1) both the ips 172.15.15.252 & 172.15.15.253 are configured on nexus as interface vlan 15 and 172.15.15.1 is virtual ip for hsrp.

2) both the nexus is connected via peer link which is trunk link.

3) there is also trunk link between nexus and hp tor switch.

4) both the tor having default route towards nexus hsrp ip (172.15.15.1).

5) whole server environment is behind tor and whole user environment is behind nexus.

so will it be ok to run hsrp in above mentioned scenario for redundancy??

what can be the challenges???

is there can be situation where both nexus stuck in active-active this can affect whole flow from server to user.

so please suggest the best configuration for the above.

Thanks

EduardR · ‎03-20-2018

Hi,

Just a question, are you using your N7k in vPC mode against the HP? or are they just 2 stand alone routers with L3 links?

By the way, you just need to configure the HSRP with the proper preempt and priorities and you will be OK, there is a cisco entry about that: Nexus 7000 Series Switches Using HSRP Configuration Example

sunny jarwal · ‎03-20-2018

Hii, Both the nexus are connected via VPC. Nexus is simply connected with HP switch via trunk link. VPC is only running between both the nexus.

Reza Sharifi · ‎03-20-2018

Running HSRP should not be an issue. I recommend running HSRP version 2 and matching your vlan ids with HSRP instances. For example vlan 300 with HSRP 300, vlan 325 and HSRP 325 and so on...

This makes management of vlan and HSRP so much simpler because if you remember the vlan id you know the HSRP instance. Make one side active by assigning it higher priority and preemption and the other side (stand-by) default and no preemption.

HTH

sunny jarwal · ‎03-20-2018

Hi Reza, This is what i have found to do and implementing the same, and one another thing which i would like to know that as HP switch is connected via both the nexus and all the links are trunk link so here stp will be taking place to avoid the L2 loops as both nexus are also connected via VPC trunk link. and in this case port of HP tor switch must be blocked..?? because any of the port connecting both the nexus must not block as it is the only link by which they are updating the HSRP states. so please correct me if i am wrong for above mentioned observation. Thanks

Reza Sharifi · ‎03-20-2018

Hi,

Yes, that is correct. vPC peer link should not be blocking as if you do, it will break all HSRP instances.

I am not familiar with HP at all but I think if you make the Nexus switches as primary root and backup root and make sure the HP switches can see the Nexus as root and backup, it should all work fine. Also, maybe you can aggregate the links from HP to Nexus by putting them in Portchannels.
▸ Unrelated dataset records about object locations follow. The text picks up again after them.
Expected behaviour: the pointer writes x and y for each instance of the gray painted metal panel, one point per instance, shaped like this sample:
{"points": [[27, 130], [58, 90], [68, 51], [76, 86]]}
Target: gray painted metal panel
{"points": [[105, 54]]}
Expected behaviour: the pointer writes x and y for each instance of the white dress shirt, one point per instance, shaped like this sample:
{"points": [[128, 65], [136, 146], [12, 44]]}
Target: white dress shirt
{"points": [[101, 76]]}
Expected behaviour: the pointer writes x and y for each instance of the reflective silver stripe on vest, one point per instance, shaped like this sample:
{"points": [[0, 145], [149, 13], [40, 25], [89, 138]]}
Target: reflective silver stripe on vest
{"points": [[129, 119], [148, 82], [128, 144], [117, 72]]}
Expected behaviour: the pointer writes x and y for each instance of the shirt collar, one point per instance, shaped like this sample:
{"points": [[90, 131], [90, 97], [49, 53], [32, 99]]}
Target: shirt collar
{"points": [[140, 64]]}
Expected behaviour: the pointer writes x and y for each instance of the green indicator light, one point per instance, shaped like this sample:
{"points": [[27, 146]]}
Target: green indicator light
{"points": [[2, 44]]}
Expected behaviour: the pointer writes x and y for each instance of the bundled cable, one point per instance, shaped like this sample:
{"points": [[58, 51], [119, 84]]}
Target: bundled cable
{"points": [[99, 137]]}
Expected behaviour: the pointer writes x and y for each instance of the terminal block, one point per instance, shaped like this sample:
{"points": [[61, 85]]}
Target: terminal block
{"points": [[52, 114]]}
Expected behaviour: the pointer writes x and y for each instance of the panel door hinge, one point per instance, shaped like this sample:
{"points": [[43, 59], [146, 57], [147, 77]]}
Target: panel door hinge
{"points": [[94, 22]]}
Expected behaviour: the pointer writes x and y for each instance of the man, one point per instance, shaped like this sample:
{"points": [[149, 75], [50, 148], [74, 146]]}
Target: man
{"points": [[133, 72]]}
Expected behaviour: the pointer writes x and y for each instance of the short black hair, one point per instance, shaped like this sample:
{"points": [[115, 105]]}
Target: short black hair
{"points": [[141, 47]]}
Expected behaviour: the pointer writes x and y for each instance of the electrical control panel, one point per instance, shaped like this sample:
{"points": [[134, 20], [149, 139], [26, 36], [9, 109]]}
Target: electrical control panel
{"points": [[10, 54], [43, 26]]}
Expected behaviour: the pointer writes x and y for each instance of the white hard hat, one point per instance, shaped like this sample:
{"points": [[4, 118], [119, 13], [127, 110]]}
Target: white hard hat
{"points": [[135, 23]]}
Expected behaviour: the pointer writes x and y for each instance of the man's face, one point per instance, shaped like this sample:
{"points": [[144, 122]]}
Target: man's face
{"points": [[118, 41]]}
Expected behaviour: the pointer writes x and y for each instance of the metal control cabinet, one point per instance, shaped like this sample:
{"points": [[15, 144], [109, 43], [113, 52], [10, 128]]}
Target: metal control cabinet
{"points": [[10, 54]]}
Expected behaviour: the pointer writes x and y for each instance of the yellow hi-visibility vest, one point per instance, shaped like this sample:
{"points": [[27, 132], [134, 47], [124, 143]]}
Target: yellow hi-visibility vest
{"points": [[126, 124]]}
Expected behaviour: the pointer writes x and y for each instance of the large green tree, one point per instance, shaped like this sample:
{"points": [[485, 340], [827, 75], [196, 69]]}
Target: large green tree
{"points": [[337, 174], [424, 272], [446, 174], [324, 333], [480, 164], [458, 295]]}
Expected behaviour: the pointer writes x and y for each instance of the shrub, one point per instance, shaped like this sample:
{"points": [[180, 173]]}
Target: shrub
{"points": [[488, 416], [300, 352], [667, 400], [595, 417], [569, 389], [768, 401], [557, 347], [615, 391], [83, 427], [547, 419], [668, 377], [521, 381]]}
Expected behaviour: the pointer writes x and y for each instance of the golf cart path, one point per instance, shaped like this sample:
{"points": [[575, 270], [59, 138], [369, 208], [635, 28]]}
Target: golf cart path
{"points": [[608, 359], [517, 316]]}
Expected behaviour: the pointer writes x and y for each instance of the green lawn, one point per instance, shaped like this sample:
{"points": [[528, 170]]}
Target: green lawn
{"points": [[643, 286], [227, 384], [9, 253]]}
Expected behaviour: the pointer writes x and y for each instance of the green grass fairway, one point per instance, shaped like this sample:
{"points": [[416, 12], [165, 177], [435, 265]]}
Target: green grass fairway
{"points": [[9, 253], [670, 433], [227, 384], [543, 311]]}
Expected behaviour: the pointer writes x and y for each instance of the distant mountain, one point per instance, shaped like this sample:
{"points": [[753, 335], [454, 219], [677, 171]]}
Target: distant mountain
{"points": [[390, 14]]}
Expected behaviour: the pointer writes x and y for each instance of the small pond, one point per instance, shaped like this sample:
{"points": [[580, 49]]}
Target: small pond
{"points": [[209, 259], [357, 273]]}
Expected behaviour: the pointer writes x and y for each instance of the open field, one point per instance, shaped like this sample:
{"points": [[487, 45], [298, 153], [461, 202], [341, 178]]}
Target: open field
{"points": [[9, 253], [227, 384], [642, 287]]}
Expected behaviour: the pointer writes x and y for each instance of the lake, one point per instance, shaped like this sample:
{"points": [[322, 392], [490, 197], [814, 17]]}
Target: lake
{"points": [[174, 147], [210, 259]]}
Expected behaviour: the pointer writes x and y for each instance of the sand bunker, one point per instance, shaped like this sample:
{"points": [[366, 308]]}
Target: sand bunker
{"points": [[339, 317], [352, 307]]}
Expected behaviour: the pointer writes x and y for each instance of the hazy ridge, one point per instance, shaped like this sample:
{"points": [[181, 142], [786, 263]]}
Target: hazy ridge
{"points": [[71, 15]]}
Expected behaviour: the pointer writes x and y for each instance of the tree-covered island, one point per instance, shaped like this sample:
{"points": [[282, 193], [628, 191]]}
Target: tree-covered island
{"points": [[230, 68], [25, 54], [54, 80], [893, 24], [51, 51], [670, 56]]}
HP should support LACP and mode "on" but again I have never used them and so can't be sure.

HTH

Reza Sharifi · ‎03-20-2018

BTW, make sure your root switch matches with HSRP active and the backup root with HSRP stand-by.
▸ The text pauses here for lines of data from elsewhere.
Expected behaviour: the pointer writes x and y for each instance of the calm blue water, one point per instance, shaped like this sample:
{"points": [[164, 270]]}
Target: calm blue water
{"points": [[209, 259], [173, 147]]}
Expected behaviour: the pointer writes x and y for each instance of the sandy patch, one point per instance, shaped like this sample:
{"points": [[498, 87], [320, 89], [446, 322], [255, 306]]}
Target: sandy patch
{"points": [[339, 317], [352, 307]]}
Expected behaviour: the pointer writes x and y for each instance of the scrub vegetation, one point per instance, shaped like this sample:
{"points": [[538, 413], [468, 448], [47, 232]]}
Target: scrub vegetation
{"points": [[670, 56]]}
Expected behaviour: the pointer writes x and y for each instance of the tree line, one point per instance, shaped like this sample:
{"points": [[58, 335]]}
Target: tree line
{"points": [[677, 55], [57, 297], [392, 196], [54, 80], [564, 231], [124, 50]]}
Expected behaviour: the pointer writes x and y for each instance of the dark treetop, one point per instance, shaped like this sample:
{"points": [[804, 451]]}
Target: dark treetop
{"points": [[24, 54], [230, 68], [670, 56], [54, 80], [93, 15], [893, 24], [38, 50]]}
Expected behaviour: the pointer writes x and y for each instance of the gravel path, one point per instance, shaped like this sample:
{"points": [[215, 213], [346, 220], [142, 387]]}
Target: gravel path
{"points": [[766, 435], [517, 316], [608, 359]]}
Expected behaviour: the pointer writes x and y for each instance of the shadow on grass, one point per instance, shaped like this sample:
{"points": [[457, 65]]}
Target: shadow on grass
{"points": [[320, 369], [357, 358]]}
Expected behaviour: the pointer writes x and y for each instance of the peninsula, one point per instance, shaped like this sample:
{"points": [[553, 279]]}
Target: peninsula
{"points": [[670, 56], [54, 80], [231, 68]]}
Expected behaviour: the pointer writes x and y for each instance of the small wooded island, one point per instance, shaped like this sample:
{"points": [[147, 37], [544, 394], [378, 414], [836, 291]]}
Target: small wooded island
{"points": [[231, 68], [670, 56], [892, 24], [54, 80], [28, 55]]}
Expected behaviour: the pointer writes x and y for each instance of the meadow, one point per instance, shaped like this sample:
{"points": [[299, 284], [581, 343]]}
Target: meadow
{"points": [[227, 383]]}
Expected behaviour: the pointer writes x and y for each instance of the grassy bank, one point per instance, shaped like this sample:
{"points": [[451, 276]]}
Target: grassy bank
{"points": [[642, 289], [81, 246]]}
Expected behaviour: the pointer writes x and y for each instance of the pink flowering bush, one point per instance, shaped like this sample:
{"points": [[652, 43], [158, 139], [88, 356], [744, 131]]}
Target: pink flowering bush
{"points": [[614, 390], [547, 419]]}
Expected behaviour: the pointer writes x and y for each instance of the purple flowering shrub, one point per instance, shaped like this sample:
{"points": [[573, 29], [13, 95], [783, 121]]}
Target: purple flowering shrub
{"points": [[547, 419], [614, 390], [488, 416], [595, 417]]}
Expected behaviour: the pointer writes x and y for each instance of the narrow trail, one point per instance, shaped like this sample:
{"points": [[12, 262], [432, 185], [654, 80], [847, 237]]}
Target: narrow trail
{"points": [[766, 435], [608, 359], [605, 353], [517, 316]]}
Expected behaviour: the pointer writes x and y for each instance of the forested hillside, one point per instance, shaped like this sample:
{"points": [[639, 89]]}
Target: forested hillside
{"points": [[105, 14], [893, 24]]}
Also, make the same root switch primary for vPC.

HTH

EduardR · ‎03-20-2018

We got many CISCO-HP LACP configurations on place that are working OK, i think the best approach is connecting the HP with vPC with both the Nexus, it that configuration the HSRP and other features must not be a problem.
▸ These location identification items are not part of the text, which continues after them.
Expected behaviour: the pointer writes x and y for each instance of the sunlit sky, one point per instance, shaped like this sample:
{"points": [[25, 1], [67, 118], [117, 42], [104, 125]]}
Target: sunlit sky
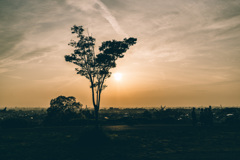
{"points": [[187, 53]]}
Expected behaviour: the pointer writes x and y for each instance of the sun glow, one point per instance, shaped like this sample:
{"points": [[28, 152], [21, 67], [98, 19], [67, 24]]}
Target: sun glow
{"points": [[117, 76]]}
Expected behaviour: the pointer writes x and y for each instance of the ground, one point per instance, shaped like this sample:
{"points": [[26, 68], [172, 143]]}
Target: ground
{"points": [[171, 142]]}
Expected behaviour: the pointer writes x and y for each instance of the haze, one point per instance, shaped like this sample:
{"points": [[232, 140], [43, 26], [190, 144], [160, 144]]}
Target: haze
{"points": [[187, 53]]}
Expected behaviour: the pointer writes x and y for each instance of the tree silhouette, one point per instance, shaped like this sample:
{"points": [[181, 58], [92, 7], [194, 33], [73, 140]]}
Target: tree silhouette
{"points": [[96, 67], [63, 109]]}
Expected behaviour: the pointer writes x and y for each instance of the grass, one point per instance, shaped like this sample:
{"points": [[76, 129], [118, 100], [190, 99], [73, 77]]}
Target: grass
{"points": [[173, 142]]}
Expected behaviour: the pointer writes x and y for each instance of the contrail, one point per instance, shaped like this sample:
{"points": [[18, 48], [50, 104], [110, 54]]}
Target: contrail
{"points": [[110, 18]]}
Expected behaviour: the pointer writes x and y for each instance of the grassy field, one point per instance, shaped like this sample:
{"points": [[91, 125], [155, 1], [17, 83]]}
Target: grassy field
{"points": [[173, 142]]}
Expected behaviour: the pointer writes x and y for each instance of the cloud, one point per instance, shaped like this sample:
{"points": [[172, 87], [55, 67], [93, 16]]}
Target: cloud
{"points": [[98, 6]]}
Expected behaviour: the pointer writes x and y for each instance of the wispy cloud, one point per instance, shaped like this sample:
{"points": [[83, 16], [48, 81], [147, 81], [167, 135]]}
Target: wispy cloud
{"points": [[110, 18], [98, 6]]}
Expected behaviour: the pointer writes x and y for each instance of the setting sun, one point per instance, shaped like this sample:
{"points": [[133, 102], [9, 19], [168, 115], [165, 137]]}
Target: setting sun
{"points": [[117, 76]]}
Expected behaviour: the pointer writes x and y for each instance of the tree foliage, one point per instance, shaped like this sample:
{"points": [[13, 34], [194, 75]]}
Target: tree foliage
{"points": [[94, 67], [63, 109]]}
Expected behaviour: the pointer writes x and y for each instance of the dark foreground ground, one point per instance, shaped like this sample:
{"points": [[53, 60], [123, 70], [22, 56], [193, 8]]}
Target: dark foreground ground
{"points": [[165, 142]]}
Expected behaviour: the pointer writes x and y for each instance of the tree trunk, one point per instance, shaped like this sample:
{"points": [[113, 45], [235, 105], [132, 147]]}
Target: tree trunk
{"points": [[96, 109]]}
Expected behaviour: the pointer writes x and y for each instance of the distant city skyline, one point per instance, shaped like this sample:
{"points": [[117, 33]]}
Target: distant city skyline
{"points": [[187, 53]]}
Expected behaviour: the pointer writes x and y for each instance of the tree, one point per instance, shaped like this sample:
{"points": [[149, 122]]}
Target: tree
{"points": [[62, 109], [96, 67]]}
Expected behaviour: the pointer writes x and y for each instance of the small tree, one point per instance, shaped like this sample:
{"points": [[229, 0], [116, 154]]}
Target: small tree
{"points": [[94, 67], [62, 109]]}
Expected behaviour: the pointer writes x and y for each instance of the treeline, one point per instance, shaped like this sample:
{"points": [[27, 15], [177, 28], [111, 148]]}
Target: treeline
{"points": [[66, 111]]}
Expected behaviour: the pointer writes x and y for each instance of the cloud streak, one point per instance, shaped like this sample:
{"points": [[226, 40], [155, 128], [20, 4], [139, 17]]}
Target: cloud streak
{"points": [[110, 18]]}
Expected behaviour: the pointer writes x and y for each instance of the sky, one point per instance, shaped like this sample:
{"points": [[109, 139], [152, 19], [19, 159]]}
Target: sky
{"points": [[187, 51]]}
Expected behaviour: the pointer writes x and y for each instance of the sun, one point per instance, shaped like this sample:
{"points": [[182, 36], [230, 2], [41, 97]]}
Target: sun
{"points": [[117, 76]]}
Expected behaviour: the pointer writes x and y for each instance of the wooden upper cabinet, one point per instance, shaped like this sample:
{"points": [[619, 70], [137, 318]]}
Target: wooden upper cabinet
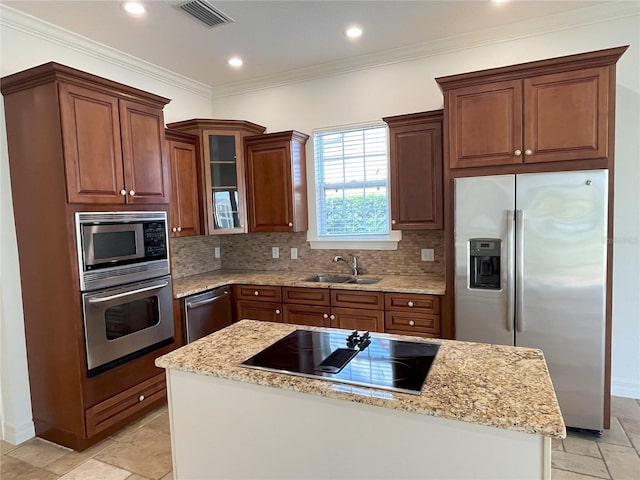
{"points": [[222, 181], [553, 110], [276, 182], [415, 146], [90, 124], [146, 175], [184, 203], [113, 148]]}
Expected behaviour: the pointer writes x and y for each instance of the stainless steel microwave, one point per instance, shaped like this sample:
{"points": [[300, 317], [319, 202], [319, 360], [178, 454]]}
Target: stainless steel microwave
{"points": [[115, 248]]}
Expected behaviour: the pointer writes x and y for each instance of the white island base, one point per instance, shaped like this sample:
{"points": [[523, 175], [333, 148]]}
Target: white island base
{"points": [[225, 429]]}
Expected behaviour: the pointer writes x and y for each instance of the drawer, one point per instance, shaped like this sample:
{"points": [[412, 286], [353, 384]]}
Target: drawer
{"points": [[411, 302], [408, 322], [357, 299], [119, 407], [313, 315], [265, 311], [261, 293], [305, 296]]}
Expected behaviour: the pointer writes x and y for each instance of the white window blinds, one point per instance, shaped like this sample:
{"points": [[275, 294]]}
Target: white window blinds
{"points": [[351, 181]]}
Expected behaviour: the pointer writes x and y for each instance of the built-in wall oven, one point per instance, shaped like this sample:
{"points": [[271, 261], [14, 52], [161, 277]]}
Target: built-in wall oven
{"points": [[123, 260]]}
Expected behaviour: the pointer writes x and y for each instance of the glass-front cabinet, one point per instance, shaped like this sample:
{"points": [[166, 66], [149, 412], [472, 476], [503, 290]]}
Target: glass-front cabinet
{"points": [[222, 171]]}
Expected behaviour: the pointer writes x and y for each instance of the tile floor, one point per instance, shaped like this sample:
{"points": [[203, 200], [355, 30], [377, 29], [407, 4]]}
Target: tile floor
{"points": [[143, 451]]}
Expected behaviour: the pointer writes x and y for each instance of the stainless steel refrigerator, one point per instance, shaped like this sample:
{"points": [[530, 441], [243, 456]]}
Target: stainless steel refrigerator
{"points": [[530, 256]]}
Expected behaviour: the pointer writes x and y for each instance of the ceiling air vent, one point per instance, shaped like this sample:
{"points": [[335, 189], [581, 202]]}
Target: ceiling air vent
{"points": [[205, 12]]}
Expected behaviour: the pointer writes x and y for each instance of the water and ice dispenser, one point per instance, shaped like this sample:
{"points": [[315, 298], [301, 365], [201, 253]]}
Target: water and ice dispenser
{"points": [[484, 263]]}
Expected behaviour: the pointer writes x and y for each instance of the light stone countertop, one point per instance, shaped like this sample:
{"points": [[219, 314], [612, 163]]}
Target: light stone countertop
{"points": [[193, 284], [492, 385]]}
sunny jarwal · ‎03-20-2018

Hii,

But as there is only one link from each hp switch coming to nexus so there is no much sense of using port channel unless there is more than one link between same source and destination.

but one key point need to be take care is that HP switch is connected via both the nexus and all the links are trunk link so here stp will be taking place to avoid the L2 loops as both nexus are also connected via VPC trunk link. and in this case port of HP tor switch must be blocked..?? because any of the port connecting both the nexus must not block as it is the only link by which they are updating the HSRP states.

so please correct me if i am wrong for above mentioned observation.

Thanks

sunny jarwal · ‎03-20-2018

hiii,

But as there is only one link from each hp switch coming to nexus so there is no much sense of using port-channel unless there is more than one line although i can check with the configuration as mentioned and to make it sure that no any port of nexus should be in blocking state though at the same time one port from hp switch can be in blocking mode to avoid L2 loops.